Bhave Heart
By MEENAKSHI GANGULY
An early and ardent admirer of Gandhi, Vinoba Bhave renounced the comfort of a middle-class home at age 20 to devote his life to the fight for social justice and equality. Bhave started schools and rural development projects across India, campaigned for the end of untouchability and set up leprosy shelters. But his greatest, most memorable endeavor was in land reform. Even as communist extremists were murdering wealthy landlords and socialists were clamoring for legislation to ensure compulsory land redistribution, Bhave in 1951 came up with the concept of bhoodan--the voluntary donation of land. "There is no greater weapon than the faith we place in fellow men," he declared.

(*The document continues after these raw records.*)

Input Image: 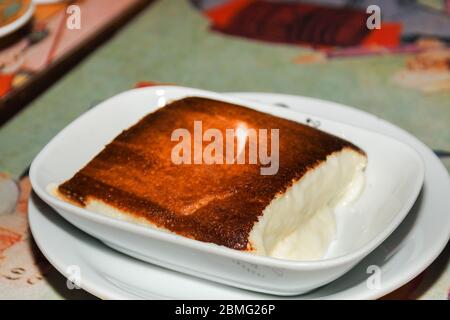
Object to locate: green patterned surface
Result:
[0,0,450,176]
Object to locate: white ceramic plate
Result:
[30,86,424,295]
[0,2,35,38]
[30,93,450,299]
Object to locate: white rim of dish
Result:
[0,1,36,38]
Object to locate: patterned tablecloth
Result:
[0,0,450,299]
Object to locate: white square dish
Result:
[30,86,424,295]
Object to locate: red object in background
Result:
[205,0,401,47]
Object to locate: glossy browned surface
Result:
[59,97,359,250]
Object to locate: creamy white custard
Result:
[48,148,367,260]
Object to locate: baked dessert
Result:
[53,97,367,260]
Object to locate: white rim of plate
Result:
[32,92,450,299]
[0,1,36,38]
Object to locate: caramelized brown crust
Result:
[58,97,362,250]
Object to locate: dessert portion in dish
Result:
[51,97,367,260]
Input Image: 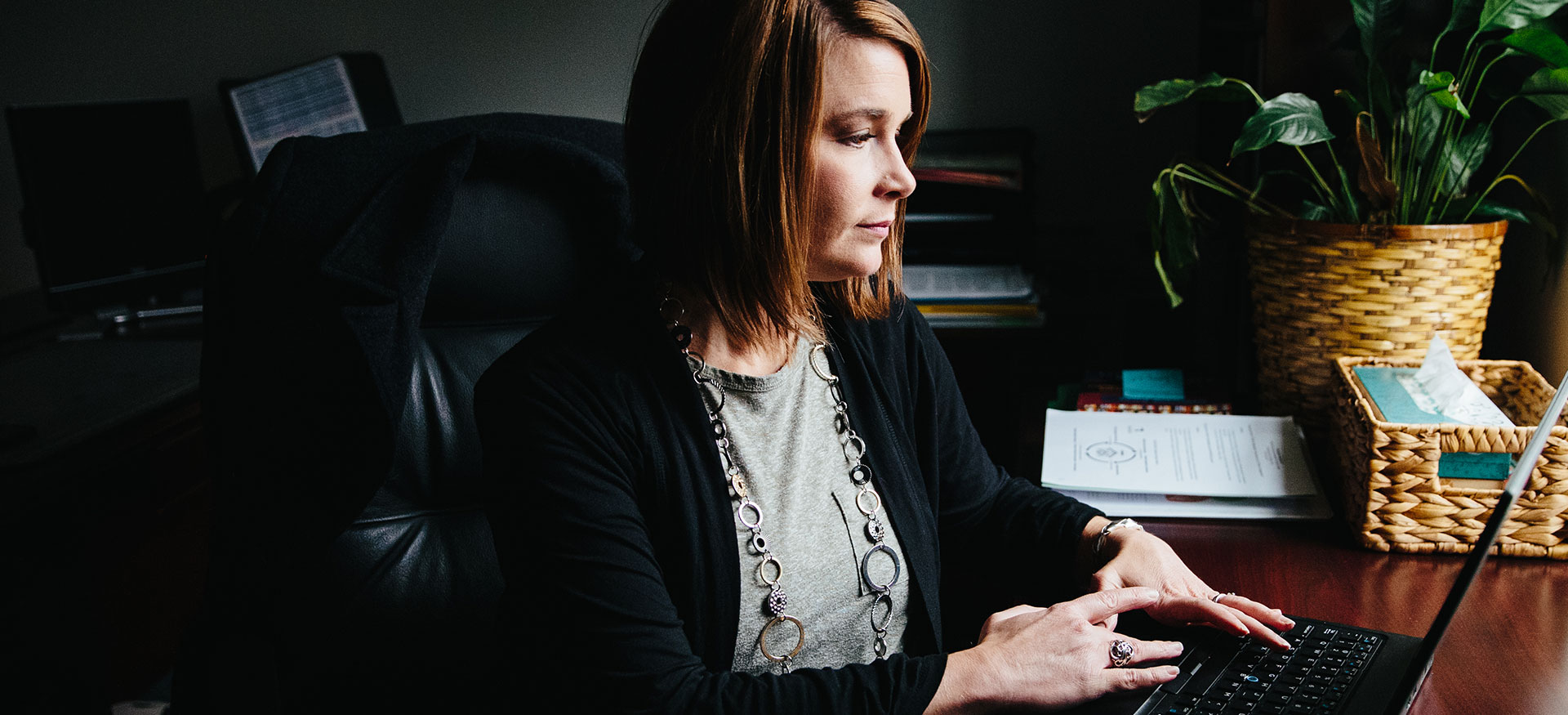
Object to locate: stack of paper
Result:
[1040,409,1331,519]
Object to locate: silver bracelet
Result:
[1094,519,1143,556]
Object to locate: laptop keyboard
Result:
[1154,623,1383,715]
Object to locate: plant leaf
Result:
[1502,22,1568,68]
[1442,0,1483,33]
[1480,0,1568,31]
[1298,199,1334,221]
[1334,89,1367,116]
[1356,111,1399,208]
[1519,68,1568,119]
[1442,124,1491,196]
[1419,69,1469,119]
[1471,201,1539,224]
[1403,83,1446,159]
[1231,92,1334,159]
[1132,72,1251,121]
[1350,0,1401,63]
[1149,169,1198,307]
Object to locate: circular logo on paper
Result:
[1084,442,1138,464]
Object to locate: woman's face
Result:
[808,38,914,280]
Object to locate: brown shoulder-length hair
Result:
[626,0,931,345]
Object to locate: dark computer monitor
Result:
[7,99,215,311]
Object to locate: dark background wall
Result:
[0,0,1568,382]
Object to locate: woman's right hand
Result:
[925,588,1183,713]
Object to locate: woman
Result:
[477,0,1290,712]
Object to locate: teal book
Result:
[1355,365,1513,480]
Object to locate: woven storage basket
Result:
[1334,358,1568,560]
[1248,217,1508,431]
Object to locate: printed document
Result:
[1040,409,1317,497]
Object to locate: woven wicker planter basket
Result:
[1248,218,1508,431]
[1333,358,1568,560]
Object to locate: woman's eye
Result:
[839,132,876,149]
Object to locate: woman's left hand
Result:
[1089,517,1295,649]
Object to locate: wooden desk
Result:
[1145,519,1568,715]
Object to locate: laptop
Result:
[1135,375,1568,715]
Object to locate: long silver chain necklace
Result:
[658,295,902,673]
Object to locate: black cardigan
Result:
[475,292,1098,713]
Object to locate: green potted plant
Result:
[1134,0,1568,427]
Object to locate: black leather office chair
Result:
[172,114,635,715]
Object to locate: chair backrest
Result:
[174,114,635,712]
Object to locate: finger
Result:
[1063,587,1160,623]
[1232,610,1290,650]
[1099,665,1181,693]
[1149,596,1251,635]
[1156,596,1290,650]
[1106,638,1183,664]
[1088,566,1126,591]
[1220,592,1295,630]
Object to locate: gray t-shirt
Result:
[704,340,910,673]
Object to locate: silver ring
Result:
[1110,638,1132,668]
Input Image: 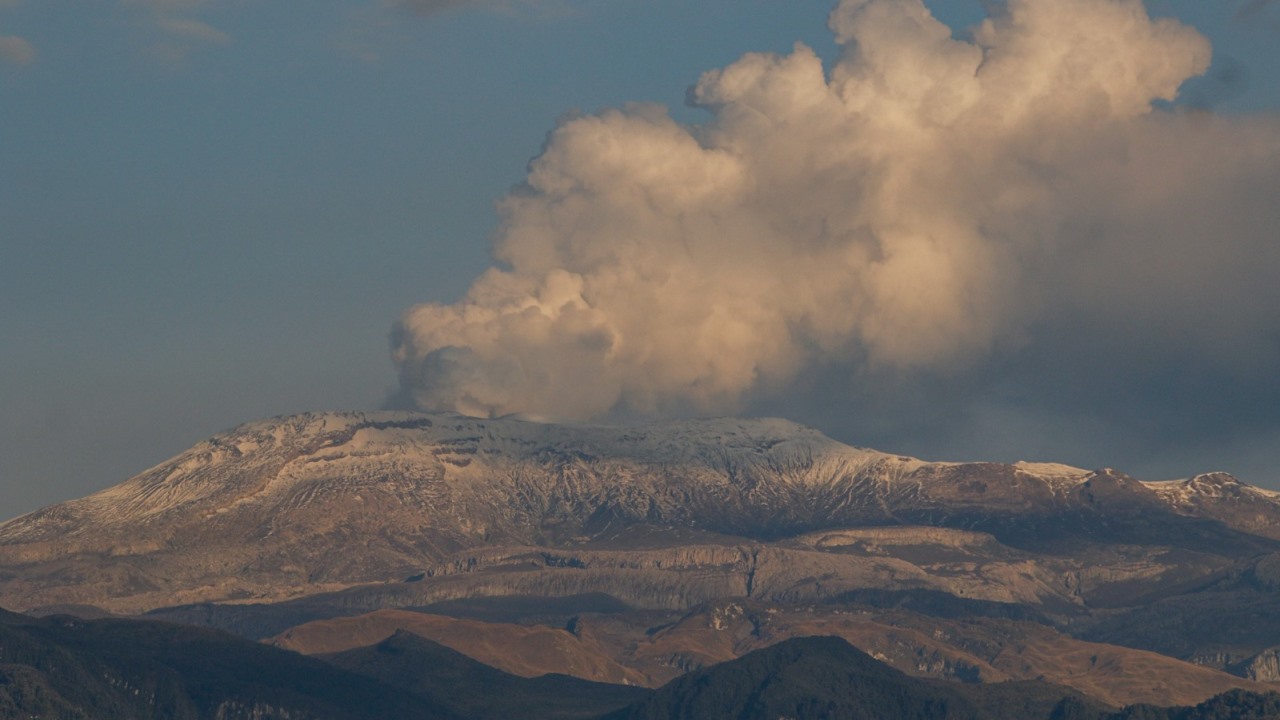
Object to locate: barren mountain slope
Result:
[0,413,1280,612]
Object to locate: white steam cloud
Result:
[394,0,1280,418]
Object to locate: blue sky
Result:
[0,0,1280,518]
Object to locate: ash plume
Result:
[393,0,1280,458]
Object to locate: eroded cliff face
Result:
[0,413,1280,612]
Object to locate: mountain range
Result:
[0,413,1280,717]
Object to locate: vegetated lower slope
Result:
[0,413,1280,707]
[604,637,1280,720]
[319,632,650,720]
[271,598,1266,707]
[607,637,1089,720]
[0,611,461,720]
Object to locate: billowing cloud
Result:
[393,0,1280,471]
[0,35,36,65]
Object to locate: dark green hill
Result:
[0,602,457,720]
[320,630,653,720]
[607,637,1061,720]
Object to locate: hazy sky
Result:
[0,0,1280,518]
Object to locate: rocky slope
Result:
[0,413,1280,612]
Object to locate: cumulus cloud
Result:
[393,0,1280,471]
[0,35,36,65]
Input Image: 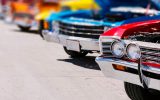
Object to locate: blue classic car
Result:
[43,0,160,57]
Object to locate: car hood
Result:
[95,0,160,10]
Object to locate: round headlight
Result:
[111,41,125,58]
[126,43,141,60]
[52,22,59,33]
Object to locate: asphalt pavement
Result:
[0,21,129,100]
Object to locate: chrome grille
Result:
[59,22,104,39]
[140,46,160,63]
[101,42,113,57]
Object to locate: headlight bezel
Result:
[52,21,59,33]
[125,43,142,61]
[110,40,125,58]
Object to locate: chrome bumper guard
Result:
[42,30,60,43]
[96,57,160,90]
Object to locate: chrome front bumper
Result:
[42,30,99,51]
[96,57,160,90]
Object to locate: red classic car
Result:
[96,20,160,100]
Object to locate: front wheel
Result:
[63,47,88,58]
[18,25,31,31]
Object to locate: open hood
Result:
[95,0,160,11]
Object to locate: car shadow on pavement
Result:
[58,56,100,70]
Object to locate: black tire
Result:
[124,82,151,100]
[18,25,31,32]
[38,20,44,38]
[63,47,88,58]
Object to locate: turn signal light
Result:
[44,21,49,29]
[112,64,127,71]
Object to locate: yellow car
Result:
[35,0,99,34]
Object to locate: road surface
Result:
[0,21,129,100]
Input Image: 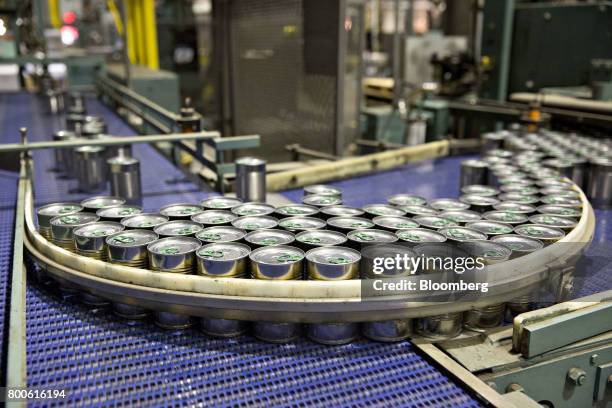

He did not succeed in his mission of gathering 20 million hectares of land to give out to the landless, but until his death in 1982, he never lost faith.
Bhave was born in 1895 in the western Indian city of Baroda. At the age of 10, he took a vow to remain celibate and dedicate his life to the country. In 1916, he first read about Gandhi and soon joined him. Bhave was jailed several times by the British for taking part in the freedom movement. His austere lifestyle and extreme self-denial, including near starvation, alarmed even Gandhi, who ordered his disciple to eat. The master was overwhelmed by the devotion of Bhave, whom he loved as a son. "I am not fit to measure your worth," he once told Bhave, because like a real son, the younger man had "surpassed what his father has done."